For a while, senior DUP and Sinn Fein figures complained about media “negativity” and suggested that with a better spin operation its public image would improve.

Yet despite a small army of press officers, the Executive and Assembly now have the sort of reputation that if Stormont was an individual it would probably struggle to sustain a libel action because a jury would be unlikely to believe that it had much of a reputation.

Yet the inquiry which the Assembly’s finance committee has just established into what is currently the most pressing matter of public interest – the NAMA deal scandal – provides the perfect opportunity for MLAs to demonstrate the value of a devolved Assembly.

At Tuesday’s meeting of the committee, chairman Daithi McKay secured the unanimous support of members for a proposal to compel any witness who refuses to attend the committee’s inquiry.

Assembly committees have robust powers to summon witnesses and documents. Section 44 of the Northern Ireland Act gives the Assembly (in reality, really its committees) the power to require any person “to attend its proceedings for the purpose of giving evidence” or “to produce documents in his custody or under his control”. That power is backed up by similar provisions in Strand One of the Belfast Agreement and in the Assembly’s Standing Orders.

Yet, remarkably, 15 years after the creation of this Stormont Assembly, not a single committee has ever used its powers to compel witnesses.

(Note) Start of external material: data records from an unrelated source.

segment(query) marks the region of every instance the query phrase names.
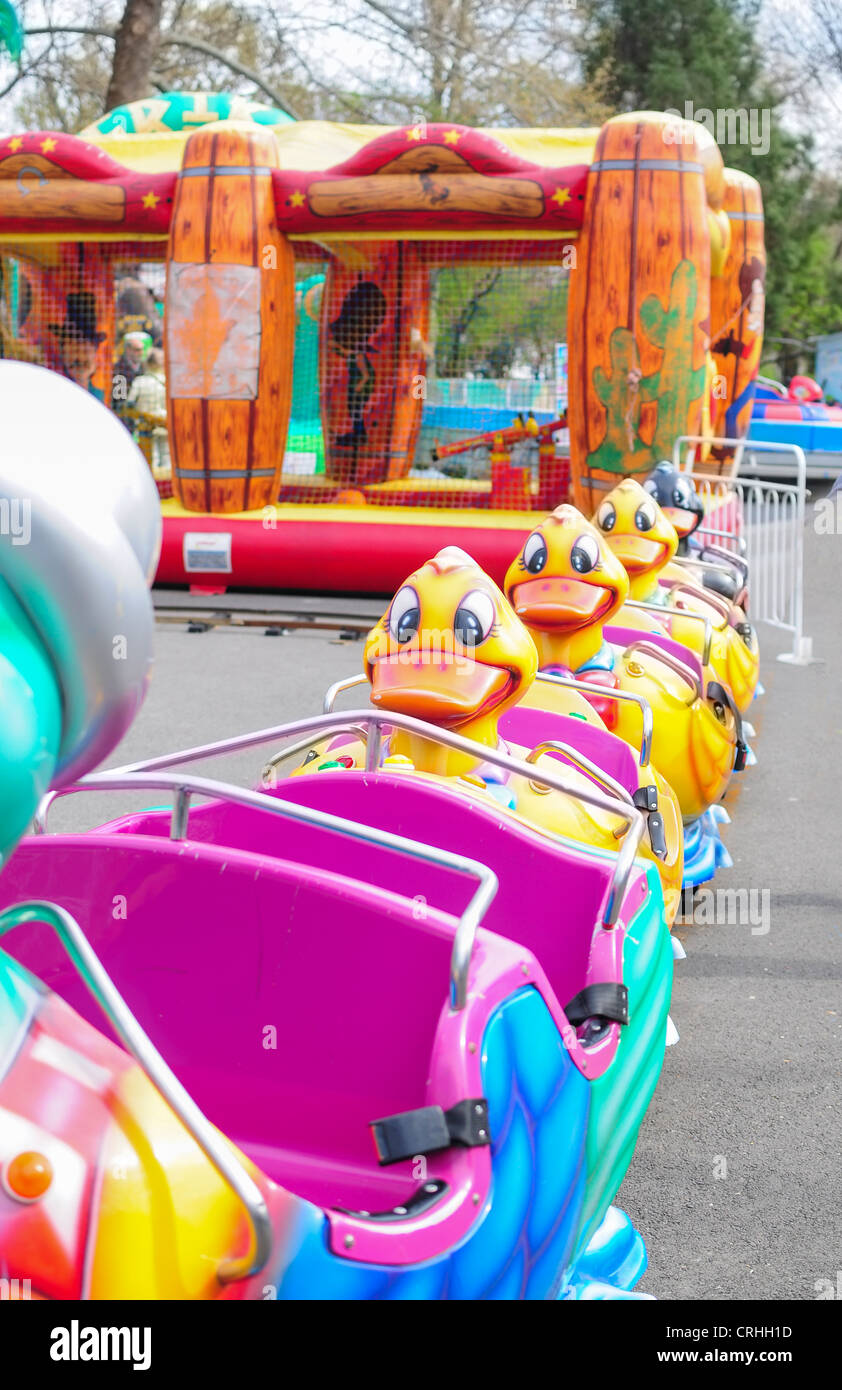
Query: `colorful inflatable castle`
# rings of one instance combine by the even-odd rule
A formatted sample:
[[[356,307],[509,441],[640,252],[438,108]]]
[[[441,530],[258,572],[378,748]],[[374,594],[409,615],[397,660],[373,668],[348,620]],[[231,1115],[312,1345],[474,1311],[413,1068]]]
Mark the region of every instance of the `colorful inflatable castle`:
[[[0,267],[3,355],[136,434],[174,583],[386,592],[453,544],[502,581],[559,503],[744,436],[762,341],[759,187],[651,112],[381,128],[164,95],[0,141]]]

Recently, the social development committee threatened to use the power to compel a document about an internal civil service inquiry into DUP Spad Stephen Brimstone, but backed down when only part of the document was produced.

That stands as a weak and fairly embarrassing contrast to the way in which Rupert Murdoch – one of the world’s most powerful men – was summoned against his will to Parliament to account for the actions of some of his staff during the crisis over phone hacking.

The NAMA scandal is an enormous challenge to Stormont, with the potential to cripple its legitimacy with the public. It is unlikely that all of those involved in this complex situation will voluntarily give their full cooperation to MLAs.

But it is also an opportunity for a heretofore timid Assembly to show that it has teeth – and that it is prepared to bare them.